From the Design Desk: More Covers Loved and Lost
It’s been quite awhile since we’ve given our readers a peek into our book cover design process, and it’s always fun for us to look back at the ones that got away. Each book that we design will go through many rounds of cover directions with feedback coming in from fellow designers, editors, sales and marketing, and of course, the book’s author. It’s interesting to see the visual journey that results in a final published cover.
Here’s a sampling of some of our recent covers loved and lost:
Designer Hillary Caudle wanted to leave the kraft board exposed to give it a raw, tactile quality that would mimic the work featured inside, but after playing around with all her options—screen prints, stickers, tip-ins, exposed spine, etc.—everyone just kept going back to the striking beauty of Cara Barer’s Explorer image. So, ultimately she ditched the elaborate concept of the deconstructed book in favor of a simple, unobstructed, stunning image of the treasure inside. At least she got to keep the exposed spine!

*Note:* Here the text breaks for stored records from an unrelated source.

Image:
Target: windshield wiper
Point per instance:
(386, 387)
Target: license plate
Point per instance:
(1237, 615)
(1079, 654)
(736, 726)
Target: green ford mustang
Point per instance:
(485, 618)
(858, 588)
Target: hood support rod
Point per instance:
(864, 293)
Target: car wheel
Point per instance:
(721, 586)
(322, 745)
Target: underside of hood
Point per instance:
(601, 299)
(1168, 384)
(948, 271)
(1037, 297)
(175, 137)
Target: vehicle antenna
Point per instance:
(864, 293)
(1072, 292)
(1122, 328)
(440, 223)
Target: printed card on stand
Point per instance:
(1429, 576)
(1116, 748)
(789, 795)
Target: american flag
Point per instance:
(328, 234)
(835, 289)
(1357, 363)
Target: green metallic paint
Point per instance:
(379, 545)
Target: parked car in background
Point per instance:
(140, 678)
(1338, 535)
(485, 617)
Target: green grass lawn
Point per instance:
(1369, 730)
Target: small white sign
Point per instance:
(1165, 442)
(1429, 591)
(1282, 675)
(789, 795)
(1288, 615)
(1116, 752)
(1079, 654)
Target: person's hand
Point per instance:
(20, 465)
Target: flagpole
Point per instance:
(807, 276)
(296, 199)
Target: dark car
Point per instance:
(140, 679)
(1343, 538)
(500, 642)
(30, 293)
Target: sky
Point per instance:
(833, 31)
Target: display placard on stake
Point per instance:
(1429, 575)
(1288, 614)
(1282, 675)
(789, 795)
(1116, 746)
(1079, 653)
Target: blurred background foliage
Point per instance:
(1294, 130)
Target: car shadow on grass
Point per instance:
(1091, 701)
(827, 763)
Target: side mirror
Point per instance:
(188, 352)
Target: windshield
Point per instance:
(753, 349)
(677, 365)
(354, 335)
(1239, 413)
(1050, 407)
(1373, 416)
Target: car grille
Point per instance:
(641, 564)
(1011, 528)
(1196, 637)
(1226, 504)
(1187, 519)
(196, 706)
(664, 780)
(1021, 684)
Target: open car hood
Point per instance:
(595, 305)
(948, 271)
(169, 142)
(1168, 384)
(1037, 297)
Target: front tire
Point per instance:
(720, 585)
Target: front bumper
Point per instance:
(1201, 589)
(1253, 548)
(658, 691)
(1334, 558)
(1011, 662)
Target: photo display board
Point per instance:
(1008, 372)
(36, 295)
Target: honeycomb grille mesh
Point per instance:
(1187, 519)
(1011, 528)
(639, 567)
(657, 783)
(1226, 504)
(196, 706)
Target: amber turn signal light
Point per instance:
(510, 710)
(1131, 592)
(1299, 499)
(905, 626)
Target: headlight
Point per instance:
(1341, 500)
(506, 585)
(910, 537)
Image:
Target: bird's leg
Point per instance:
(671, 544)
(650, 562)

For this board game—a mash-up of beer tasting and beer trivia—the box cover needed to communicate fun plus beer. I liked how the first two covers were simple and not too illustrative and alluded to beer labels. On the third I added a bottle to more quickly convey the drinking element of the game play. While the author and editor liked these directions and they were getting to that beer directive, we ultimately felt the cover needed to be more punchy and bold. I played with color, typography, and iconography, to better get at that fun part. Here’s where we landed.
For this book, a “celebration of the wonder, peculiarity, and magnificence of championship chickens,” designer Anne Kenady was looking for the perfect cover image to show the subject matter at a glance, while also communicating the wide range of the photos inside. The first one was the author’s choice for the cover, and it’s really quite an interesting specimen! It speaks to the range of birds in the book, but ultimately it just didn’t immediately read as chicken. She put him on the back cover as a compromise. The other two were beautiful roosters, but more expected. The winning photo has great texture and visual interest, and he’s the perfect balance of unusual and classic chick.
Designer Jen Tolo Pierce went through quite a few rounds of cover directions for this empowering dating guide for real women. The earlier covers were rejected for feeling too YA (young adult) fiction and not right for the reader in mind. She worked with the authors to really key into their intended audience of sophisticated, smart women, and ended up with a much more refined, subtly feminine cover that feels more timeless-handbook than trendy-self-help.
This book is a non-fiction investigation into an unsolved case from Soviet-era Russia. The author, editor and I agreed that the cover needed to convey a few things at the same time, ideally using one strong image—the setting in Russia’s Ural Mountains, an archival evidentiary quality, and an overall sense of mystery. Luckily the book contains a cache of archival photographs relating to the case. Initially I loved the eerie, dark image of the book’s titular mountain, but it was a bit too abstract for a quick read of the cover. I explored many other images and treatments, but we all kept coming back to the incredible photo of the young adventurers skiing off into a blizzard—one of the very last photos taken by the group before they met their untimely deaths. The photo had place, time, and mystery all wrapped into one clear visual. The typography and iconic red star further communicate Soviet Russia.